Was motiviert die Zielgruppe, mitzumachen? Und welche Vorbehalte gibt es?
Warda: Beides ist total vielfältig und hängt von den einzelnen Personen ab. Ich würde sagen, im Großen und Ganzen ist die Motivation ähnlich wie bei uns: Es gibt im öffentlichen Diskurs zu wenig zu dem Thema. Der ist sehr stark von der Idee einer weißen, homogenen, ostdeutschen Gesellschaft geprägt. Das fällt einem besonders auf, wenn man selbst in Ostdeutschland lebt. Wir arbeiten mit migrantischen Selbstorganisationen zusammen, die auch aus einem bestimmten Interesse zusammengekommen sind. Sie wollen ihre Sicht und ihre Perspektiven mehr in den öffentlichen Diskurs bringen. Ich habe ein Unbehagen, für alle zu sprechen, aber ich denke, das ist im Endeffekt der gemeinsame Nenner.

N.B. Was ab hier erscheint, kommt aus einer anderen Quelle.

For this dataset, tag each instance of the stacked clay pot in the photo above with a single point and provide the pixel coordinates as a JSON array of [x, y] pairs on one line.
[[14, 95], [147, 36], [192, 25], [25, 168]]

Manchmal werden wir gefragt: Warum sollen wir uns denn noch mal treffen? Das machen wir doch privat auch. In dem privaten Setting der Erzählcafés wird das große Ganze manchmal vergessen. Da versuche ich noch mal zu vermitteln, was wir eigentlich wollen, und sage: Wir brauchen eine eigene Stimme, eigene Diskurse und Erzählweisen. Die müssen wir erst mal finden, um sie auch in die Außenwelt spielen zu können.